Related
Consider this small python script odd-read-blocking.py:
#!/usr/bin/python
import signal
import sys
sig = None
def handler(signum, frame):
global sig
sig = signum
signal.signal(signal.SIGINT, handler)
signal.signal(signal.SIGTERM, handler)
x = sys.stdin.read(3)
print 'signal', sig
print 'read bytes', len(x)
exit(0)
I run this and feed it with two bytes of standard input data ('a' + '\n'):
> echo a | ./odd-read-blocking.py
signal None
read bytes 2
>
Fine.
Now I feed it with the same two bytes (by typing 'a' + '\n' into its standard input). Please note that standard input is then not at EOF yet and potentially has more data to come. So the read blocks, as it expects one more byte. I use Ctrl+C on the script.
> ./odd-read-blocking.py
a
^Csignal 2
read bytes 2
>
Fine. We see that two bytes have been read and signal 2 was received.

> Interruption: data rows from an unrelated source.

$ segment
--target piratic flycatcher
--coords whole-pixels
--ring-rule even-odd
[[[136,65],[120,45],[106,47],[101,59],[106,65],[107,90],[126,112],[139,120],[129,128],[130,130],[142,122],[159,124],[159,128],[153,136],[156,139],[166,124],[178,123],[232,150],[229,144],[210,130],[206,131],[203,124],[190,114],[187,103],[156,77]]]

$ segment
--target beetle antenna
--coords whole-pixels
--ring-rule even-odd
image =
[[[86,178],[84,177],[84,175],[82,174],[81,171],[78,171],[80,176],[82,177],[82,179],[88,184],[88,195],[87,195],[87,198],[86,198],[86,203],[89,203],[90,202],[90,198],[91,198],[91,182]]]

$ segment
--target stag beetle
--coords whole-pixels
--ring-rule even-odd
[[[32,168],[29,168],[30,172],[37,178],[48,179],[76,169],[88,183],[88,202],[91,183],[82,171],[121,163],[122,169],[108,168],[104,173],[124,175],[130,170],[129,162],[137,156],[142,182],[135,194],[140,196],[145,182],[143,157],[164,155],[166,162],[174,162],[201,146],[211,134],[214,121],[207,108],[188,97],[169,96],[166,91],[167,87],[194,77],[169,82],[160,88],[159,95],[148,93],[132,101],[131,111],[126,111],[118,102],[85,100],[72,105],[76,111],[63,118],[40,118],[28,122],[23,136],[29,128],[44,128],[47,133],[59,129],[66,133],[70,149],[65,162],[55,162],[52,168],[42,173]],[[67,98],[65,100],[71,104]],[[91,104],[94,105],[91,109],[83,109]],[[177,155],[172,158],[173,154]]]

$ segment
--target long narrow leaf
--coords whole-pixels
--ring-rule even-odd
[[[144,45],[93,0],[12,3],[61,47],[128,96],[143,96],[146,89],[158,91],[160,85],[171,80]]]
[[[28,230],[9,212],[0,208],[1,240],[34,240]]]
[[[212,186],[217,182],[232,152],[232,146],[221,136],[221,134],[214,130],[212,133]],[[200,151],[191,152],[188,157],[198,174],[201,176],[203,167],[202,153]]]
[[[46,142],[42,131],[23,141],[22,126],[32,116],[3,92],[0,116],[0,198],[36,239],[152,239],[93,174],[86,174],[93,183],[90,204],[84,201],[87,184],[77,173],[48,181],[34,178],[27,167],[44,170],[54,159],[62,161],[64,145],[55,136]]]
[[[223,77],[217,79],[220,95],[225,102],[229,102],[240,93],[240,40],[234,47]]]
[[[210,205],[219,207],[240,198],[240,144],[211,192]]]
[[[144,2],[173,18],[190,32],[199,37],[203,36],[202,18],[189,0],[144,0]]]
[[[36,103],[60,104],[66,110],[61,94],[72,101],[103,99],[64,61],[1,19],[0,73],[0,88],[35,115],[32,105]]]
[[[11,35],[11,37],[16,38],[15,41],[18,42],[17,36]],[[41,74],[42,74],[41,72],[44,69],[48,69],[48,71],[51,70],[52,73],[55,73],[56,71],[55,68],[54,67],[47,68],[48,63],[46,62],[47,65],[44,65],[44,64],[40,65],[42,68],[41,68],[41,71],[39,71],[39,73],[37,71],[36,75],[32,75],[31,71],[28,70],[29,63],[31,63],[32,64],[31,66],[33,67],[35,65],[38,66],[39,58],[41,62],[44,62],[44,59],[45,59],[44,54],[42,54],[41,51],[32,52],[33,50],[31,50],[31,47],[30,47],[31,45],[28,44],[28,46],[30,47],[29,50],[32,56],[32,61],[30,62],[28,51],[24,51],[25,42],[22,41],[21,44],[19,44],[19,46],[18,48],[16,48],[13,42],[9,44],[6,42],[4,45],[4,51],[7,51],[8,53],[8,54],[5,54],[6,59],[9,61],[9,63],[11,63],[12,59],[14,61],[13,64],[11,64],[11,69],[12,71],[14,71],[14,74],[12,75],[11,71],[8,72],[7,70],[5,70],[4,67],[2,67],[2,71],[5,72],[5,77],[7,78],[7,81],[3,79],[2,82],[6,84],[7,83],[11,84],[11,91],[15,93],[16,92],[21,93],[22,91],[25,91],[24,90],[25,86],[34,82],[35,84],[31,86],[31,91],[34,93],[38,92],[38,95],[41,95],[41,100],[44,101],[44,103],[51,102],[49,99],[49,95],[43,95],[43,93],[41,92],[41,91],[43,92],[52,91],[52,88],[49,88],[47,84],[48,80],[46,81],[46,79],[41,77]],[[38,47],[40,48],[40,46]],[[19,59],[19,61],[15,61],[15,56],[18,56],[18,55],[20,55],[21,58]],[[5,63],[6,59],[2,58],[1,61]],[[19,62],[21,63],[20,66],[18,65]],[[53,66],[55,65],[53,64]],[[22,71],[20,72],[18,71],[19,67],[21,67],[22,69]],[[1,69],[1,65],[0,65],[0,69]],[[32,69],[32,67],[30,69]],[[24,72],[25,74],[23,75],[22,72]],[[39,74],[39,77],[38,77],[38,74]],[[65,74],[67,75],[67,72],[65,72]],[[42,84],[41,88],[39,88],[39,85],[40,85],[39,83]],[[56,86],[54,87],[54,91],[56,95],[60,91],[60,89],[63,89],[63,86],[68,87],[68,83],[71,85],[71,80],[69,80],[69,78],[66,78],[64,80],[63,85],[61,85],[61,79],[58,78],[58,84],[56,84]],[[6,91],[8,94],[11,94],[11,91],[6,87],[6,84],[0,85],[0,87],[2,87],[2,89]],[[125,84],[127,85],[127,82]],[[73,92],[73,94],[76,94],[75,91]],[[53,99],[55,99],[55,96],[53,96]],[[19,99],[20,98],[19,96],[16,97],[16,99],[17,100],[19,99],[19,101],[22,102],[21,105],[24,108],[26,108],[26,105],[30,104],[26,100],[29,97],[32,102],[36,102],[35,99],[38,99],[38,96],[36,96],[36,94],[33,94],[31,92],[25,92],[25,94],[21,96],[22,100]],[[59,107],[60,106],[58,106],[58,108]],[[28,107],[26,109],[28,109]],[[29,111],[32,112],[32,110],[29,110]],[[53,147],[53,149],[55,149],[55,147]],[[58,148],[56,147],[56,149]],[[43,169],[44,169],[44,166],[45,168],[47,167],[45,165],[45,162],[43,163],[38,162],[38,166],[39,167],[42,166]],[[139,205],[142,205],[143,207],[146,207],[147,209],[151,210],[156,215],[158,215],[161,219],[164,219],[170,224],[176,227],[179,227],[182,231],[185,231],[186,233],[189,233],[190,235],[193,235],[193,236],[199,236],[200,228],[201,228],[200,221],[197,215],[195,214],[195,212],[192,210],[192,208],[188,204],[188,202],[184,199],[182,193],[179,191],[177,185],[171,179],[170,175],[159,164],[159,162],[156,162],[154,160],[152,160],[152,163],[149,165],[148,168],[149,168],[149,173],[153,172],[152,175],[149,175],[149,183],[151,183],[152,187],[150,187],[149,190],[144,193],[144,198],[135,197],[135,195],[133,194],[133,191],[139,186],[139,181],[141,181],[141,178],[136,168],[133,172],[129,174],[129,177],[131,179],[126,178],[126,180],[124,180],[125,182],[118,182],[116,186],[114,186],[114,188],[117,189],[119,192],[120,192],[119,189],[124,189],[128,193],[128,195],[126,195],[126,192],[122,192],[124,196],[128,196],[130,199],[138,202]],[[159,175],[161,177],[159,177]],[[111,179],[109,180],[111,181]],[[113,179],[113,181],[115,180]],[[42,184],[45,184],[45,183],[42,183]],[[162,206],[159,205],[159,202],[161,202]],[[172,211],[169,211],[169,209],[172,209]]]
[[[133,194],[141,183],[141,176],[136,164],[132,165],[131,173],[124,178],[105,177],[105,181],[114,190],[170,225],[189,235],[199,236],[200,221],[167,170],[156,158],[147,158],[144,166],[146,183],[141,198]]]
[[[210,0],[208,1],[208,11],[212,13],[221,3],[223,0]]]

Now I open a standard input stream, but do not send any byte on it. The read blocks as expected. If I now use Ctrl+C on the script, it will keep sitting there and wait. The read will not be interrupted. The SIGINT will not be processed.
> ./odd-read-blocking.py
^C
Nothing here. Script still running (seemingly blocked at the read).
Now hitting return once, then Ctrl+C again:
^Csignal 2
read bytes 1
>
So, only after receiving at least some data (a single '\n' in this case) on its standard input will the script behave as I expect it and correctly interrupt the blocked read and tell me it has received signal 2 and read 1 byte.
Alternative 1: instead of using Ctrl+C as shown above, I have tried this same thing using kill pid from a separate terminal. The behaviour is the same.
Alternative 2: instead of using the shell standard input as described above, I have done this:
> sleep 2000 | ./odd-read-blocking.py
When using kill pid to send SIGTERM to the odd-read-blocking.py process I get the same behaviour. Here, the script process can only be killed using SIGKILL (9).
Why isn't the read interrupted, when it is blocking on an as yet empty but still active standard input stream?
I find this odd. Who doesn't? Who can explain?
The short version
If a Python signal handler throws an exception to abandon an ongoing file.read, any data already read is lost. (Any asynchronous exception, like the default KeyboardInterrupt, makes it basically impossible to prevent this sort of failure unless you have a way to mask it.)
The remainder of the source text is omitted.